Nathan Kelly

Nathan Kelly’s music reflects an eclectic mix of musical cultures and influences. From playing gospel piano in East Texas churches, to Broadway in pit orchestras in New York City, to sprinting leaps around the world playing in bands on cruise ships, to working in Hollywood with music producers and film composers, Nathan’s music draws from a variety of inspirations. His work seeks to situate between notions of pulses, ambiguity, virtuosity and quiet beauty.  He has orchestrated for artists such as Dionne Warwick, Rod Stewart, Jackie Evancho, Andrea Bocelli, Jennifer Lopez; Broadway shows (Gypsy, Curtains, The Tony Awards); TV’s Macy’s 4th of July Fireworks on NBC, Audra McDonald on PBS and more; and was recently a Visiting Artist at The American Academy in Rome.

about Redwood:

Redwood opens with a “pedal point” on Ab, that expands in its intensity and stretches its melodic limbs ever-upward, frequently using intervals of the 7th and 9th in its mighty twists and turns, as it infuses brief contrasting moments of alternating powerful and delicate textures that display a somber and majestic dissonant beauty. The expansive tuttis mark  promiment, rentlessly unfurling musical material writhing and aching with intensity and passion that fearlessly clash branch out — above, below and in-between — balancing registral development with motivic seeds of growing contrapuntal figuration and ornamentation that evolve into dense, complex textures and overlapping, competing voices.  The churning and undulating fluidity of multiple stratifications of voices explore the enormous and awesome colorful   orchestral range and dark tessitura of the orchestra, like a fitting musical portrait of our towering national treasures, the great Redwoods.

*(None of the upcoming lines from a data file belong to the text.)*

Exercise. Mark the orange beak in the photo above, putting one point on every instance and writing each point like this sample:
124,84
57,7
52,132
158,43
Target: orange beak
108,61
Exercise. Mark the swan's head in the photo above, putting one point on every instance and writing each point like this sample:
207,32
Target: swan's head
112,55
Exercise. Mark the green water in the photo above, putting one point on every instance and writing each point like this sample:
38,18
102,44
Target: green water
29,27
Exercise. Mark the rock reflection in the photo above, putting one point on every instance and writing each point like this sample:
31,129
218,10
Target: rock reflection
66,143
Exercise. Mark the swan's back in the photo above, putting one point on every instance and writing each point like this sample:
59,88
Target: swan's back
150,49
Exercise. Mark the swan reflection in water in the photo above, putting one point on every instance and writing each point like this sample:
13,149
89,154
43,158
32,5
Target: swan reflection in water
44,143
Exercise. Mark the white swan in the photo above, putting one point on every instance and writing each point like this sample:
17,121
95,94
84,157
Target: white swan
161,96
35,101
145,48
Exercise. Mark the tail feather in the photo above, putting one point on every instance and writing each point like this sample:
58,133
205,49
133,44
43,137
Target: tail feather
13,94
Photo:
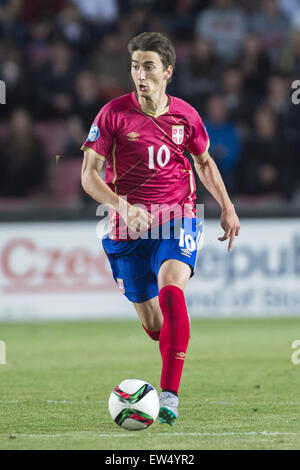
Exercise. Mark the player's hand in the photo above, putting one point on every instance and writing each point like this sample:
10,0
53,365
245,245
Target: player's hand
136,218
230,224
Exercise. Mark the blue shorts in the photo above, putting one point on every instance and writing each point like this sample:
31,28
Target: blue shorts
135,263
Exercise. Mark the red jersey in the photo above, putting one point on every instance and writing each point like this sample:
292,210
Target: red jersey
145,152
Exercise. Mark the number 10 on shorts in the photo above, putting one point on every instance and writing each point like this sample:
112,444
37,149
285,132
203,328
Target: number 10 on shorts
187,241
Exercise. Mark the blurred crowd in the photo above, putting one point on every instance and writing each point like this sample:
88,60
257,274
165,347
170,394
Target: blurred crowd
62,60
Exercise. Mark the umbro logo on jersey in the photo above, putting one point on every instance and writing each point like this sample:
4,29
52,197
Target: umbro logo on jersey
133,136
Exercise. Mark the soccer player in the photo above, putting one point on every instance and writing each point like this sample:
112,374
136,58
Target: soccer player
142,137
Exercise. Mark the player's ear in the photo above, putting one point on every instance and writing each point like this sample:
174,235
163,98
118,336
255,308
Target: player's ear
168,72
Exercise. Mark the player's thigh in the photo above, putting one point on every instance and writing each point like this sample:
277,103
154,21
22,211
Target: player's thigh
150,314
174,272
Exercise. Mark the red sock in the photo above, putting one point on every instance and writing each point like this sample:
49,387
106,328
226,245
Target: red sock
153,334
174,336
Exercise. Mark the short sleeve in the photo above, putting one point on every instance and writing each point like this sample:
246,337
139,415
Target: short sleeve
101,135
199,140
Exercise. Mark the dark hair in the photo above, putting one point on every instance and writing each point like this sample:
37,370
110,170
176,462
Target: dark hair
155,42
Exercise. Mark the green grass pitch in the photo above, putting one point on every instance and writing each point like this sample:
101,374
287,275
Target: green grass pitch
239,390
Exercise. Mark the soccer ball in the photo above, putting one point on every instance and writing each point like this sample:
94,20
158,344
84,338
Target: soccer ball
134,404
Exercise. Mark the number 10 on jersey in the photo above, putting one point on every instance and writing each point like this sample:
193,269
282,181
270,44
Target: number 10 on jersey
162,158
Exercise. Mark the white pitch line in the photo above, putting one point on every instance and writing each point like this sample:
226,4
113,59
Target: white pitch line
204,403
89,435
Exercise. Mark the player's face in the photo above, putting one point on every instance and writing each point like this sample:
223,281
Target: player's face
148,73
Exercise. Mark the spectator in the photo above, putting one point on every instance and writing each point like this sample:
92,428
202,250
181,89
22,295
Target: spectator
55,83
10,26
278,97
271,26
289,7
239,104
290,59
225,26
181,21
102,13
261,164
224,139
111,66
17,75
87,102
73,29
22,164
199,76
40,10
255,66
76,134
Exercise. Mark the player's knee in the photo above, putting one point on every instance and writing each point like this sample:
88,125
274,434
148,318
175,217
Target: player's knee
153,332
172,303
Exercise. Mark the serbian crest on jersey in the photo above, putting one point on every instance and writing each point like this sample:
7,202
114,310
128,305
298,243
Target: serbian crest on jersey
177,134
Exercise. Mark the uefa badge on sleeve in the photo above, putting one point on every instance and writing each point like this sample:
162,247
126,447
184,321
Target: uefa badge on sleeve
177,134
94,133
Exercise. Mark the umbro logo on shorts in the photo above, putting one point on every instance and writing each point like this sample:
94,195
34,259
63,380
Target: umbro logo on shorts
120,283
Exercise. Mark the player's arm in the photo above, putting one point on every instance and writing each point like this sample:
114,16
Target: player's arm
94,185
211,178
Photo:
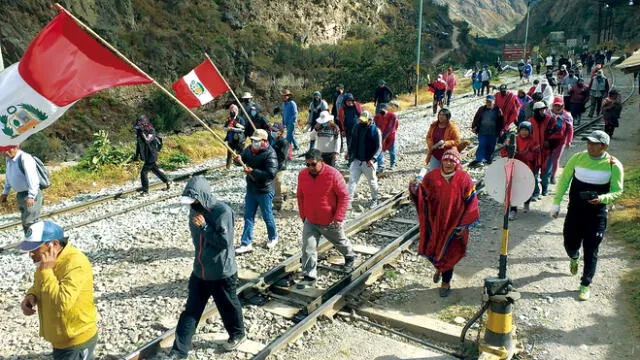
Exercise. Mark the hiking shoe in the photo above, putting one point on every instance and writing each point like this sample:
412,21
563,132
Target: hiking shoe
349,261
234,342
272,243
584,293
307,281
244,249
436,277
573,266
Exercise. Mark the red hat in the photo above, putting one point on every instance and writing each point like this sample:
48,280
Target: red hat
558,100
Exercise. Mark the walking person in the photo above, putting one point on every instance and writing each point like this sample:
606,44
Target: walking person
447,207
439,90
348,117
21,175
443,134
316,106
290,117
323,200
147,148
611,110
387,122
578,97
488,124
476,82
598,89
327,138
382,95
560,114
215,273
235,137
281,147
594,179
485,77
451,80
62,292
366,145
261,168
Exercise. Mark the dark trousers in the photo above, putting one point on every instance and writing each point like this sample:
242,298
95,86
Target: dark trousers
584,229
227,302
328,159
144,175
596,104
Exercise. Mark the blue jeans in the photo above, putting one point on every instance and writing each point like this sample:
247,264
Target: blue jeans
486,146
392,156
251,202
291,135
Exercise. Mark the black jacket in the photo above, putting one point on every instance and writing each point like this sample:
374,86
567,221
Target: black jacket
213,241
265,167
281,147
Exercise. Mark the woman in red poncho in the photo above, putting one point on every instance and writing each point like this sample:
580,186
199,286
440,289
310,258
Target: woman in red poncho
447,206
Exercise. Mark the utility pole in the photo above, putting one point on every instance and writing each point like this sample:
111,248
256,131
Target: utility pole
526,33
420,2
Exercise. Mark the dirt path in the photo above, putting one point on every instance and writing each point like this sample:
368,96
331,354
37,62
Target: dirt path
550,320
454,41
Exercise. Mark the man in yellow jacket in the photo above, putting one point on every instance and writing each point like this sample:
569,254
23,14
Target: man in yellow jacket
62,292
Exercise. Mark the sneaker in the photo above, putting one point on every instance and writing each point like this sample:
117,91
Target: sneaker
272,243
244,249
584,293
349,261
307,281
573,266
234,342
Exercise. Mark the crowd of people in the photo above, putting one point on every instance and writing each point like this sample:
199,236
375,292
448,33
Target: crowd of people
444,196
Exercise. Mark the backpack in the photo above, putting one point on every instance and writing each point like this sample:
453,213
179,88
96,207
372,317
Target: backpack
157,143
43,172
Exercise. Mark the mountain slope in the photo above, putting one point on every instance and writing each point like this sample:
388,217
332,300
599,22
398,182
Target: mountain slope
489,18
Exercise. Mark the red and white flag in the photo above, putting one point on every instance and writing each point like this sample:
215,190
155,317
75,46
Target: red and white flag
61,65
200,85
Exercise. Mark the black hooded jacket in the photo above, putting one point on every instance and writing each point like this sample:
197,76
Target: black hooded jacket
213,241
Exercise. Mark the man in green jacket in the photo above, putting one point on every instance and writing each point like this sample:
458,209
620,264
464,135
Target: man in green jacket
215,273
596,180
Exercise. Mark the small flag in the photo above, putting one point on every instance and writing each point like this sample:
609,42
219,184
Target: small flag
200,85
61,65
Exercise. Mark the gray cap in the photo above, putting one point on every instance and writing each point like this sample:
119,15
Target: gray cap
598,136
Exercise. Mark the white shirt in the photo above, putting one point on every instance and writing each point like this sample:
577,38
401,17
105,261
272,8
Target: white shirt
17,180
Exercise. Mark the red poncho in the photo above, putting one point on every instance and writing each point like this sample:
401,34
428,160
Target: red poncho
510,107
442,208
388,125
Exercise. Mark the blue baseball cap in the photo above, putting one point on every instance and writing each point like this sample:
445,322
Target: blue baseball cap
39,234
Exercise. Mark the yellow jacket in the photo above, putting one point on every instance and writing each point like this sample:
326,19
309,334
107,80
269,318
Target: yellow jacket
65,300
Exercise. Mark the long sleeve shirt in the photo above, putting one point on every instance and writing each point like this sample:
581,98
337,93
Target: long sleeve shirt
20,181
583,167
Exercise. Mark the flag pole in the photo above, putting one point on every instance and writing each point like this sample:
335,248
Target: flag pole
244,111
162,88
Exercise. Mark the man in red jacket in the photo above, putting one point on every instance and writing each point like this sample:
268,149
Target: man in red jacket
323,200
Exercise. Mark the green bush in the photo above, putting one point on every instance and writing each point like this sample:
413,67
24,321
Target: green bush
102,153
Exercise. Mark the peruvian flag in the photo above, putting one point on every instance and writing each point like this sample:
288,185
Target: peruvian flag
200,85
61,65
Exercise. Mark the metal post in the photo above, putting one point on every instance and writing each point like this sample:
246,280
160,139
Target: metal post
526,33
420,3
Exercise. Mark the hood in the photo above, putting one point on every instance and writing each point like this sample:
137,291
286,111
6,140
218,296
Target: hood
198,188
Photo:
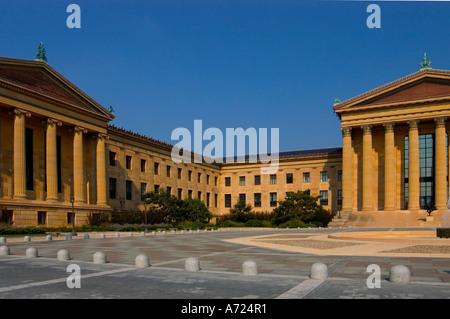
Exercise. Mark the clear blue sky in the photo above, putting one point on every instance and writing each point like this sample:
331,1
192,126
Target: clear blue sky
248,63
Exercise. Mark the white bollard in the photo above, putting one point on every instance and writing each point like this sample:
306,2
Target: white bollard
4,251
249,268
63,255
31,253
99,258
141,261
400,275
192,264
319,271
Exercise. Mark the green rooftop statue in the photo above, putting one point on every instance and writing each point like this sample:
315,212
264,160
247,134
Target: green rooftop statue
426,62
40,55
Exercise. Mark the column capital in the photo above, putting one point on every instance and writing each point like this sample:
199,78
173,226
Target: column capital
346,131
440,121
367,129
389,127
413,124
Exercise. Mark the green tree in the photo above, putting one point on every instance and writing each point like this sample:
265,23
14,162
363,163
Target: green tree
300,206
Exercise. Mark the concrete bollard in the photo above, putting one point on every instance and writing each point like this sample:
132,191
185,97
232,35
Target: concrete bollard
141,261
99,258
63,255
4,251
249,268
31,253
400,275
319,271
192,264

These massive pillars of old are unmovable monuments that harbor in their sheer enormity a wisdom and fine delicately detailed history of the ancient universe, conveying a solemn strength that seemed to call for great breath and thunderously shaking moments of musical roots that grow hellishly deep and downwards, yet are invisible to us as we only see their incredible topography above the soil. This is a work of contrasting shimmering, delicate moments and also a relentless, constantly yearning, dissonant ascent towards clangourous climaxes and long melodic limbs.